Türkiye'nin en iyi haber sitesi
ADALET CİNGÖZ

Bodrum'da dolaşıyorum...

Yazın entelektüel faaliyet yapmak söz konusu olamıyor kolay kolay... En entelektüel aktivitemin kireçte bekletilmiş, acı bademli kayısı reçeli yapmayı öğrenmek olduğunu rahatlıkla itiraf edebilirim... Bunu kabullendikten sonra yazın tadını maksimum çıkarmak mümkün... Soluğu Gündoğan Hamak Otel'de almak mesela... Hamak Otel'in en büyük özelliği Bodrum'daki ender çağdaş sanat koleksiyonuna sahip otellerden biri olması... Sofa Otel'in sahibi Ali Güreli'nin bu sene devraldığı ve Mandal olan adını Hamak olarak değiştirdiği otelin koridorlarında, Sıtkı Kösemen'in Bodrum'u fazlasıyla kategorize eden portreleri, restoranında ise Osman Dinç heykelleri asılıydı... Yılmaz Aysan resimleri ise yoldaydı...
Plaj iskelesinde açık hava bir sanat galerisine sahip bu hip otel, yani 'highly individual hotel', (bunu hayli bireysel otel olarak çevirebiliriz), bir sanat bölgesine sahip. Yanlış duymadınız. Bahar Korçan'ın iskelede giymek üzere tasarladığı su kenarı giysilerinin yanı sıra, bu bölgede dolaşan otel görevlileri, artzone yazılı tişörtler giyiyorlar. Böylece otelde hangi sularda dolaştığınızı anlayabiliyorsunuz.

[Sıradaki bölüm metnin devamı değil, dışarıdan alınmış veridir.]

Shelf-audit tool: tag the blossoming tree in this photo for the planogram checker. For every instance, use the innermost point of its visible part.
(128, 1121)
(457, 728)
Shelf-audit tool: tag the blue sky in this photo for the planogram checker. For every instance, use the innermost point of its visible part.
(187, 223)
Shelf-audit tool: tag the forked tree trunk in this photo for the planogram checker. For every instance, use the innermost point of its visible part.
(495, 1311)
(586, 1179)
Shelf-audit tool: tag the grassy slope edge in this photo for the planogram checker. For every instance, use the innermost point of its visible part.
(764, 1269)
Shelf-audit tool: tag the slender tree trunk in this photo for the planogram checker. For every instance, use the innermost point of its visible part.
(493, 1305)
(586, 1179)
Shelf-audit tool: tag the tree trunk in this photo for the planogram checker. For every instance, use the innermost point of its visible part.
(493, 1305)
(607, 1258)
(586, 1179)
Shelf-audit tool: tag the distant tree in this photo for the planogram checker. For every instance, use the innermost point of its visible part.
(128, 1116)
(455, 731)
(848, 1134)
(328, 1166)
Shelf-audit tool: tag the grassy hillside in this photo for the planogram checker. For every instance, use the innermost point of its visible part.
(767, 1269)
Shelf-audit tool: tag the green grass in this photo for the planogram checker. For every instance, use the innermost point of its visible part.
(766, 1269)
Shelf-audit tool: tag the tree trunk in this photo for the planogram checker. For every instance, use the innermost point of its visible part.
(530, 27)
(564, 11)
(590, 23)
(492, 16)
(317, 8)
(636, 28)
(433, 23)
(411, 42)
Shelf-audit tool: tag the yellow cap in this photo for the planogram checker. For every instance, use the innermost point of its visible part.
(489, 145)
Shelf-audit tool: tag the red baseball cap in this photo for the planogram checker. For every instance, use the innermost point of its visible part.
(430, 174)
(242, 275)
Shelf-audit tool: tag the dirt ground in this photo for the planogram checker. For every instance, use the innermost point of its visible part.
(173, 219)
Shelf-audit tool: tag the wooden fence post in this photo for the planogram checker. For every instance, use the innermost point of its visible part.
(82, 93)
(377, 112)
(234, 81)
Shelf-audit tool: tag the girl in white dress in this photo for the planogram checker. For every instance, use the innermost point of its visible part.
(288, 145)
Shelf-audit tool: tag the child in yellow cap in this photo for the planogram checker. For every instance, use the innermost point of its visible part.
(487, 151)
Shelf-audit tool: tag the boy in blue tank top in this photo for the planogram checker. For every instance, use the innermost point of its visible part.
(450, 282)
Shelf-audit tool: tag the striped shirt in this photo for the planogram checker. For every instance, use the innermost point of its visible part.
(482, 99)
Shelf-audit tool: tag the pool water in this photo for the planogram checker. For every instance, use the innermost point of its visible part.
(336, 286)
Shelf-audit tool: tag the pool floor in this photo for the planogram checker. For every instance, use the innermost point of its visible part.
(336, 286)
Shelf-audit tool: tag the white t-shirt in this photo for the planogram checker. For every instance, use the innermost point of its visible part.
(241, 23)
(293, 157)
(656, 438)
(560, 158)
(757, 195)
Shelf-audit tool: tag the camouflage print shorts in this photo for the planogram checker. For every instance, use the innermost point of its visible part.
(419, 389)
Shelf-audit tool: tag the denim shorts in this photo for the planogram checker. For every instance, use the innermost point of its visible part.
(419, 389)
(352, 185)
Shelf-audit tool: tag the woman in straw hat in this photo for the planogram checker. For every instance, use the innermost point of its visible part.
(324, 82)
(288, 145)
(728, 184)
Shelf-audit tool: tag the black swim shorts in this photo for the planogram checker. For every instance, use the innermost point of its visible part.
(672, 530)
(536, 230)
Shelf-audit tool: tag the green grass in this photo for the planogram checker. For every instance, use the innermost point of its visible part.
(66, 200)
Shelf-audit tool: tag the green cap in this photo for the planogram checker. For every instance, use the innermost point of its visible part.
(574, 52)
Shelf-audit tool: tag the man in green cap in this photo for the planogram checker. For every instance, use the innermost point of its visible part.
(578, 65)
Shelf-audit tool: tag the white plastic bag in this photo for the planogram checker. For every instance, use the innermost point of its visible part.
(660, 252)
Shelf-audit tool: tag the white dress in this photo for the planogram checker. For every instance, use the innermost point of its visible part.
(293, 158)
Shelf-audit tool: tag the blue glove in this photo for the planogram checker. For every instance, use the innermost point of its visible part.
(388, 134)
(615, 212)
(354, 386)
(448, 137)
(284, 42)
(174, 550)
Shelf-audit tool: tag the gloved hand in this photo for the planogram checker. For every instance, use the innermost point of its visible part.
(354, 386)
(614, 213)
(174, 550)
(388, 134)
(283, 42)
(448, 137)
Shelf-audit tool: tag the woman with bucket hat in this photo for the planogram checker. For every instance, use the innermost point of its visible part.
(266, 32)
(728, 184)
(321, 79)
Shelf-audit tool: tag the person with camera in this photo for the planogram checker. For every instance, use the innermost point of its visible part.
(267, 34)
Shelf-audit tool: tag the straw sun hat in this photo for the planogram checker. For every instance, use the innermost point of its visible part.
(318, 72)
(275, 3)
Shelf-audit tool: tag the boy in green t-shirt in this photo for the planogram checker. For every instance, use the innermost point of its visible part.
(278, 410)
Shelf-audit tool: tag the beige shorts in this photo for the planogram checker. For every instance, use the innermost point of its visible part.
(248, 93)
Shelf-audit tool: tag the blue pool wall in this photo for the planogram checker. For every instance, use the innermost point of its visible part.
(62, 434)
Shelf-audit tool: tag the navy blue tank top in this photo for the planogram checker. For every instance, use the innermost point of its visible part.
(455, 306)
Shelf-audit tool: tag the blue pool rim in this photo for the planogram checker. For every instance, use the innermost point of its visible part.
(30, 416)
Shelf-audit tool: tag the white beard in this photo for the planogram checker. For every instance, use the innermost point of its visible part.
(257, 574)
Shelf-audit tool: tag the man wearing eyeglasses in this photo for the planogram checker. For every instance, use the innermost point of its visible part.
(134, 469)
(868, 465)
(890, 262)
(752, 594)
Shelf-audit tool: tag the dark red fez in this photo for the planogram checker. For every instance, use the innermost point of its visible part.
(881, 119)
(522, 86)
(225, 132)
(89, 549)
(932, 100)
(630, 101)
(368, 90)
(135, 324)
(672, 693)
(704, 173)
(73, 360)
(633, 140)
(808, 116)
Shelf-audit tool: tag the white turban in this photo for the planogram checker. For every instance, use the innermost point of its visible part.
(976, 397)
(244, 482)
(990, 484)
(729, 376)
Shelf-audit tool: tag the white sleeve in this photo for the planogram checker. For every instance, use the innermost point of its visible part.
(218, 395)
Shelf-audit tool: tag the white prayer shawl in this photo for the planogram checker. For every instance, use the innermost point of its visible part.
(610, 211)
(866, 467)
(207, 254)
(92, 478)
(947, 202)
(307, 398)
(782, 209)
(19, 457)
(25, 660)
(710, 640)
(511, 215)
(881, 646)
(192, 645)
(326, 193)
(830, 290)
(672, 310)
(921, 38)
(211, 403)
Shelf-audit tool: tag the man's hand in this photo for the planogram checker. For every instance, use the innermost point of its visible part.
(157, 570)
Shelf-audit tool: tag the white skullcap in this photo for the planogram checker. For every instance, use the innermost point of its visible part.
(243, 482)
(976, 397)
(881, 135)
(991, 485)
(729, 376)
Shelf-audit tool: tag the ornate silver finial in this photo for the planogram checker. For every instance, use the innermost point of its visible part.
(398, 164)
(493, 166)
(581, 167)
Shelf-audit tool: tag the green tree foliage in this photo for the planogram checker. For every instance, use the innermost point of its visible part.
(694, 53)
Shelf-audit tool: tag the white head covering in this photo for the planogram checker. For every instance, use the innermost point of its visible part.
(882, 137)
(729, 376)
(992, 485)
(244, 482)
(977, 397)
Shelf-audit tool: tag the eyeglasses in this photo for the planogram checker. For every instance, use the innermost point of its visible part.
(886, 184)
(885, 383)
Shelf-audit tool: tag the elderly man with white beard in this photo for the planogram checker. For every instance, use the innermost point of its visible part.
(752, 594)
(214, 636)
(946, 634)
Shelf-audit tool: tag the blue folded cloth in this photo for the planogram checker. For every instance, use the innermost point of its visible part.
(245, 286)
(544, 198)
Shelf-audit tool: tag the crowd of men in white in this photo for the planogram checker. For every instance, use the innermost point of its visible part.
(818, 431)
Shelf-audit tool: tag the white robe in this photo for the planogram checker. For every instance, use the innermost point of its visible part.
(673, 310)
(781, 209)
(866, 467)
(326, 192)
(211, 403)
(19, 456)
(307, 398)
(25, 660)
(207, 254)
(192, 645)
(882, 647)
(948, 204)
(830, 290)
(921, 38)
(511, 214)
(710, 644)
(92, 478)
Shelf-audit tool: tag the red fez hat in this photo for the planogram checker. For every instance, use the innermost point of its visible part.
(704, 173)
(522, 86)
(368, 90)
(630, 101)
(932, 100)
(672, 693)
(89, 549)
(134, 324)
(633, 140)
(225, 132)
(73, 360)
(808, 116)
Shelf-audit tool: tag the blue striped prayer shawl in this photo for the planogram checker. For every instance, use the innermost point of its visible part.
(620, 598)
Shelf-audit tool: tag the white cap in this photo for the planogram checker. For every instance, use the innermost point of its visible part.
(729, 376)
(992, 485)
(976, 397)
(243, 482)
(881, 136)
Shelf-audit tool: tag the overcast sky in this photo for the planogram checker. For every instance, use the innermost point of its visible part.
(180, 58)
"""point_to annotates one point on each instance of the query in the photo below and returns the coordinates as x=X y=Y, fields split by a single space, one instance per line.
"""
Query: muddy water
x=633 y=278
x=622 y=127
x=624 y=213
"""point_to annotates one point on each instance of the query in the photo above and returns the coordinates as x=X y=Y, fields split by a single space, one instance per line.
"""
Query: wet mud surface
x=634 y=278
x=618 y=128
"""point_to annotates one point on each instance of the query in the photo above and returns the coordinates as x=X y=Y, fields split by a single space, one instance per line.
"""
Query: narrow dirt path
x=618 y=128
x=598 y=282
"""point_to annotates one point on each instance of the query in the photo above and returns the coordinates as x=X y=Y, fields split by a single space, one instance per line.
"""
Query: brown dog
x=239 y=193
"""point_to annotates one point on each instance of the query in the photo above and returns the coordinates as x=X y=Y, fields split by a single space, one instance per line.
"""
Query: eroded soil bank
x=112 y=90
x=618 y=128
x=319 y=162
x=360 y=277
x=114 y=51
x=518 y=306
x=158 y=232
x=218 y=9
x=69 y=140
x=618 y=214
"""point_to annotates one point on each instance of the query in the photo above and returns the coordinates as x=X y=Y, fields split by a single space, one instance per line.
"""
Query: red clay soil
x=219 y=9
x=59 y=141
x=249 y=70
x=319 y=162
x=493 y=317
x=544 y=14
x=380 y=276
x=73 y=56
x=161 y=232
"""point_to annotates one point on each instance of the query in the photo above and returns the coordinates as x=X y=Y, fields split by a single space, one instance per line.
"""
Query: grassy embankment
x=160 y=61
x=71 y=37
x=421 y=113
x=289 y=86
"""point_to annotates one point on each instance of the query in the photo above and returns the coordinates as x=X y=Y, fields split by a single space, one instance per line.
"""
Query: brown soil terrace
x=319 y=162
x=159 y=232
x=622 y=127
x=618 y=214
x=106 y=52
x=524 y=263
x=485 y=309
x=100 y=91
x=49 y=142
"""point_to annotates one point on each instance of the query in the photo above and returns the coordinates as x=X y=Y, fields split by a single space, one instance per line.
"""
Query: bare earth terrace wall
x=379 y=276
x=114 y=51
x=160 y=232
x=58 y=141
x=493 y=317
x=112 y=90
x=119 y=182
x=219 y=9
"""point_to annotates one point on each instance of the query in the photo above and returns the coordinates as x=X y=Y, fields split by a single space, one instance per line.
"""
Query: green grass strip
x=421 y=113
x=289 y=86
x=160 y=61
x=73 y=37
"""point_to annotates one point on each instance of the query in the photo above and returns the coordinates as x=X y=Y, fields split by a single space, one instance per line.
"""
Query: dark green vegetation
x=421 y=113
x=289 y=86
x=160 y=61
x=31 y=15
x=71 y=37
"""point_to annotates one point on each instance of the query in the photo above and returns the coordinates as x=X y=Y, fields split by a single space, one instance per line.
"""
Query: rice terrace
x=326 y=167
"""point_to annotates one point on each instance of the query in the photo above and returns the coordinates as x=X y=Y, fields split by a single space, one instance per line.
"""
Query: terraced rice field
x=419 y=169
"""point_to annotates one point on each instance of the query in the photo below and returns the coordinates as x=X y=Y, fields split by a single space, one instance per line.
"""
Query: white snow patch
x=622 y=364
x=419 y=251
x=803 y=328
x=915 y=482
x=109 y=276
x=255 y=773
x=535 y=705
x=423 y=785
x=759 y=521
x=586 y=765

Tatil yapmaya kararlı benim gibi bir sanat yorgununun otelin hamaklarından birinden düşmesine şaşırmayın...
Bir yandan Sabahattin Ali'nin Asfalt öyküsünü okur, bir yandan da otelde ziyaretime gelen Bodrum'lu anarşist bir arkadaşımdan duyduğum kadarıyla, Oregon'lu anarşist bir grubun ambleminin uluyan kurt olmasının ironisiyle büyülenmişken, fazla keyiflenmiş olmalıyım, düştüm ve sırtımı sakatladım... Neyse ki otelin spa merkezindeki Gülten Gündoğan'ın sihirli elleriyle yaptığı medikal masaj sayesinde sakatlığım kısa sürdü. Gündoğan'da geceleyin piyade dolaşabildim. Gündüz sörf ve yelken kulübü Cafe Sail Loft'da, gece mohitolar, caprinhalar içtim. Peynir Çiçeği, Muhtar'ın Yeri'nde karnımı çok güzel doyurdum. Türkbükü'nde Ömer Uluç ve Vivet Kanetti'yle birlikte Miam Lokantası'nda buz gibi biralar eşliğinde somon pastırması yedim... Lokantanın barında Uluç ve Kanetti'nin Beatles eşliğinde yaptıkları dans görülmeye değerdi doğrusu... Uluç, üç sergiye birden hazırlanıyor... Yapı Kredi Kazım Taşkent'teki serginin yanı sıra Beylerbeyi'nde dev bir proje yapıyor... Türkbükü'nde de boş durmuyor, akşamüstü denize girene kadar çalışıyordu.
Çifte, AICA Türkiye Başkanı sanat eleştirmeni Ayşegül Sönmez de eşlik ediyordu. 12 Eylül'de dernek olarak bienaldeki işlerden en eleştirel olanına verecekleri ödül töreninden bahsetti. Can ve Sevda Elgiz'le birlikte Proje4L'nin Maslak'taki yeni yerinde büyük bir davet gerçekleştirecekmiş. Ödülün tasarımını ise Beylerbeyi'nde tasarım üssü açan Akın Nalça yapıyormuş. Çok değişik sürprizli bir tasarımın peşindeymiş... Yazın tadını çıkarmaya devam... Akşamki programımda Müslüm Gürses'in Hadigari'deki Sandık konseri var... Haftaya bu konserle ilgili izlenimlerimi paylaşmak ve Bodrum'un bir başka koyundan bildirmek üzere...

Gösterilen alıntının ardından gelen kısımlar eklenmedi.